Comme Guislaine David, pour Jean-Rémi Girard, président du Syndicat national des lycées et collèges (Snalc), des remontées de terrain à ce sujet sont à prévoir cette semaine. "Les agents n'ont jusque-là reçu aucune communication sur la marche à suivre en cas de vulnérabilité", souligne-t-il, précisant avoir dû fouiller dans la Foire aux questions (FAQ) du site du ministère de l'Education nationale pour trouver confirmation de l'élargissement de la liste, mise en ligne ce dimanche à 20h. "On était en attente d'une nouvelle publication pendant toute la durée des vacances de la Toussaint après l'arrêt du Conseil d'Etat et aujourd'hui il y a sans doute des collègues qui sont dans les collèges et lycées alors qu'ils ne devraient pas", envisage le responsable.
"Des personnes vulnérables ne se sont pas signalées au printemps"
"Certains nous ont contactés ces derniers jours en prévision de la rentrée car ils se faisaient refuser un certificat par leur médecin", explique-t-il.

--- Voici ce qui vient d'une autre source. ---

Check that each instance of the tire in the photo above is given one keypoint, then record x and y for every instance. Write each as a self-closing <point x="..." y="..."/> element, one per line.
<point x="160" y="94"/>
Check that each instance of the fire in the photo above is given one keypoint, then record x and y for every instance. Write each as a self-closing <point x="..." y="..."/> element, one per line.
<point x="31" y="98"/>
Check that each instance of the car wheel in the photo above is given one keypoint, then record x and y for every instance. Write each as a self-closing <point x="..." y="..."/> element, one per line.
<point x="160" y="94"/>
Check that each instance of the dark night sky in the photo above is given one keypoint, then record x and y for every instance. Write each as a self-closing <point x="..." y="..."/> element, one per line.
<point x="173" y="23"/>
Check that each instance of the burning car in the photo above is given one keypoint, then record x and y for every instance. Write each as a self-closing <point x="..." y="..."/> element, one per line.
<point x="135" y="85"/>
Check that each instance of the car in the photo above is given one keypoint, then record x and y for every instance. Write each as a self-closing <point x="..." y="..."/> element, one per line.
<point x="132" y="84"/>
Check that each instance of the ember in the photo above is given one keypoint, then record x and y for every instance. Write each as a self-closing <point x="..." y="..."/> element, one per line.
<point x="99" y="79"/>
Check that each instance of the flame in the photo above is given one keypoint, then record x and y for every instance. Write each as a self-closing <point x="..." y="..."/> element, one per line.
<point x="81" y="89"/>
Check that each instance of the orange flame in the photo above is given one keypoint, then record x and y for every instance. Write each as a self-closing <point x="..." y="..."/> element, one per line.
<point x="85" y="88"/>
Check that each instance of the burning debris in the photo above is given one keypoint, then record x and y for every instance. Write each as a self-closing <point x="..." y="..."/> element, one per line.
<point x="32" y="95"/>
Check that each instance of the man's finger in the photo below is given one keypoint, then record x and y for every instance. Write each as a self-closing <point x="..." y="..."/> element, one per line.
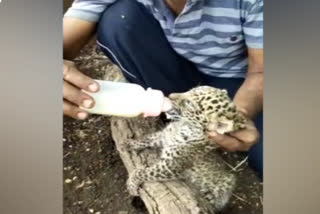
<point x="73" y="111"/>
<point x="248" y="137"/>
<point x="75" y="77"/>
<point x="74" y="95"/>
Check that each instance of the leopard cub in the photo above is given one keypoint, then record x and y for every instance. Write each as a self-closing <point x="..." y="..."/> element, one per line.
<point x="186" y="151"/>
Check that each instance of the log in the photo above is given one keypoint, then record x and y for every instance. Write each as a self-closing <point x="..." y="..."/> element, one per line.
<point x="170" y="197"/>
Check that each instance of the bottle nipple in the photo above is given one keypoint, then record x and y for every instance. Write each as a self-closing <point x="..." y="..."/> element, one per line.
<point x="155" y="103"/>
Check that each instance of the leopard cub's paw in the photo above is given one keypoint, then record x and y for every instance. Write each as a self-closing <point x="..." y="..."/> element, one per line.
<point x="128" y="145"/>
<point x="133" y="187"/>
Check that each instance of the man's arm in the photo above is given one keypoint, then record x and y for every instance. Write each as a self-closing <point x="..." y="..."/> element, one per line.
<point x="249" y="97"/>
<point x="249" y="100"/>
<point x="76" y="33"/>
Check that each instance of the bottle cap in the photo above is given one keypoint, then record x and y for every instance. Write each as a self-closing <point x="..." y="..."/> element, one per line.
<point x="155" y="103"/>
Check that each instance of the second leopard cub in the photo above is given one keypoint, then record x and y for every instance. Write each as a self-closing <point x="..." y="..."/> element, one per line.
<point x="186" y="151"/>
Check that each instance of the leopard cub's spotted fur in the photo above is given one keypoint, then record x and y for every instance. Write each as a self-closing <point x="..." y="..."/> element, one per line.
<point x="186" y="152"/>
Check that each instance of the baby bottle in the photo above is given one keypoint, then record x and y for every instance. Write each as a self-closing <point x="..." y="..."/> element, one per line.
<point x="127" y="100"/>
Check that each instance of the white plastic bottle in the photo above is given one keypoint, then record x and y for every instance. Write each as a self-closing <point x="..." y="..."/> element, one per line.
<point x="127" y="100"/>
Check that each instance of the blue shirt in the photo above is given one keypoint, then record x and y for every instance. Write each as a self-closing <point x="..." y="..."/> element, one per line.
<point x="213" y="34"/>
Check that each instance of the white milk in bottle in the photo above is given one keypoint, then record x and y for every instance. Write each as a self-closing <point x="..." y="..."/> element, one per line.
<point x="127" y="100"/>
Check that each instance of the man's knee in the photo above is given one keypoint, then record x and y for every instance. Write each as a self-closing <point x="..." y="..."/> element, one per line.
<point x="119" y="21"/>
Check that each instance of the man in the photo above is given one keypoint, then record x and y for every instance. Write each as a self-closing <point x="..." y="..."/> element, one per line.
<point x="174" y="45"/>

Faute de mieux, quelques-uns ont décidé de se mettre à l'abri en utilisant leur droit de retrait dès ce lundi. Jean-Rémi Girard, qui évalue la part du personnel enseignant vulnérable à la sortie du confinement entre 3 et 4%, ne souhaite pas pousser plus loin la comparaison avec le mois de mai. "C'était la fin de l'année, on avait des emplois du temps provisoires, tous les élèves n'étaient pas revenus en cours, il y avait beaucoup plus de souplesse puisque la situation sanitaire était plus favorable et le système de remplacement pouvait fonctionner", énumère-t-il. Guislaine David abonde. "Certaines personnes s'étaient signalées au printemps, d'autres non, donc on a peut-être des personnels vulnérables qui sont venues travailler à l'époque mais qui cette fois ne vont pas prendre ce risque-là et qui ne doivent surtout pas le prendre alors que la situation épidémique est encore plus tendue".
Or, selon la porte-parole du SNUipp-FSU, ce manque inévitable de personnels "n'a pas été anticipé par le ministère malgré les appels à recruter massivement à partir de la liste complémentaire au concours". Et d'insister : "On savait que ce type de scénario allait arriver et cela risque de se reproduire alors qu'on parle de plusieurs vagues successives". Aux absences d'enseignants "vulnérables" qui sont en arrêt de travail, s'ajoutent les arrêts de travail ordinaires et notamment les congés maternités, les femmes représentant pour rappel près de 80% des enseignants dans le pré-élémentaire et l'élémentaire. "Dans certaines écoles, ça va être problématique de laisser les classes ouvertes", s'inquiète la responsable syndicale, qui appelle le ministère de l'Education nationale à prendre "la mesure de la situation".
La crainte ne se limite pas aux écoles, collèges et lycées. Elle concerne aussi agents territoriaux spécialisés des écoles maternelles (ATSEM), les accompagnants d'élève en situation de handicap (AESH), les éducateurs de jeunes enfants ou encore les agents de service en crèche."Entre les personnes à risque, le personnel testé positif et les maladies hivernales, il peut y avoir des difficultés d'encadrement dans les crèches, à commencer par les petites structures où la marge de manœuvre est faible", estime à son tour Cyrille Godfroy co-secrétaire général du Syndicat national des professionnels de la petite enfance (SNPPE). Il n'exclut pas dans les semaines à venir une probable baisse d'agréments dans certaines structures, ou que "des familles se retrouvent en difficulté", comme au printemps lorsque les enfants de parents exerçant certaines professions devaient être accueillis en priorité.